Finally, the A1 doesn't replace the photographer, it just handles some of the technical aspects more easily to better focus on the photography itself. But even on that point, you still need to make a lot of the technical choices - but once you have made those choices, the camera can be trusted to a much higher level than any other I have used before (disclaimer, I have not shot the D6 or R3).
I hope that helps demystifying some of the hype vs reality. Another poster here said it best, the A1 is actually more fun to use and I think it boils down to the fact that you very rarely have to second-guess it and every time I go shoot with it I learn to trust it even more and so far it doesn't let me down. It's a tool that does its job well, is more reliable and simplifies my picture-taking process; for me that's good enough.
I still have my D500 and 500PF (sold the 850) but every time I try to use it I just can't get used to it anymore. Even though I used to rave about it after coming from Canon DSLRs. It is amazing how small the OVF FOV looks in comparison to the expanse of the A1 EVF.
I sold my R5 just before buying the A1 so I never got to shoot them back to back. I recently borrowed an R5 and 600III to try back to back with the A1/600GM. I wanted to reacquaint myself with the R5 in relation to the A1. What I found was the A1 was remarkably better at picking up small, fast swallows against complicated backgrounds. Also tracking a bird down from a sky background onto a complicated background saw the A1 keep on the bird where as the R5 constantly jumped to background.
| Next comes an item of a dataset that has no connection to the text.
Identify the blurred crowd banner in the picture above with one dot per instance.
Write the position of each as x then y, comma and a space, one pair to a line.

I'd been eyeing the R3 but once I tried the R5 again and saw the 20MP resolution I have removed the R3 from my mind.
I'm curious what your opinion is about the EVF of the A1 vs R5? My friend who just recently sold off all his Canon gear (R5) and bought Sony (A1) says he finds the R5 EVF better, especially when reviewing images zoomed in. I hadn't really found an issue with that but he is always complaining about it. I made sure he wasn't zooming in too far (As the Sony has no preset for 100% and you can zoom way past it) but even though that helped it didn't make him happy about it.